The first half of this is pretty entertaining. With a play-within-a-play structure, you have an old woman telling the story, sitting off to one side with two men listening, while it's enacted on the stage. There's something charming about this, and it feels like modern drama made for kids. It's much easier to understand than a lot of drama from that era, which makes it more fun to read, but it kinda falls apart (IMO) in the second half.

The action gets sorta messy and only gets worked out via some ghostly deus ex machina. The plot is meaningless; nobody's effort has any discernible impact on the outcome. Some women find husbands basically by accident, or the working of fate; they didn't do anything to make it happen. Several characters go up against the villain, an ancient sorcerer, and get defeated easily, with zero drama. The hero, though, defeats the sorcerer, but only with the unexpected help of a ghost. Yes, he helped bury the man whose ghost then wants to repay him, but that's his only contribution to his success. Without supernatural help, he would have failed, too.

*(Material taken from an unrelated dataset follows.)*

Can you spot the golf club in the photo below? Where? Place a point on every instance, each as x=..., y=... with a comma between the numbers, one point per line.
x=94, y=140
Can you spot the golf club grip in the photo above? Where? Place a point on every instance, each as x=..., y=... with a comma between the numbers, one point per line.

So, there is no plot. Not really. There are conflicts, but no meaningful striving to overcome them. Stuff happens. Winners win and losers lose, with all of it wired by the author. Compared to other plays of the time and since, the plot feels rudimentary and filled with dramatic cheating, without the hero winning through his own efforts. In effect, it's a pageant, a spectacle, and that's fine. I bet it was fun to watch.

So, three stars seems about right. Pretty fun, but not structured in the way we've come to expect in such stories.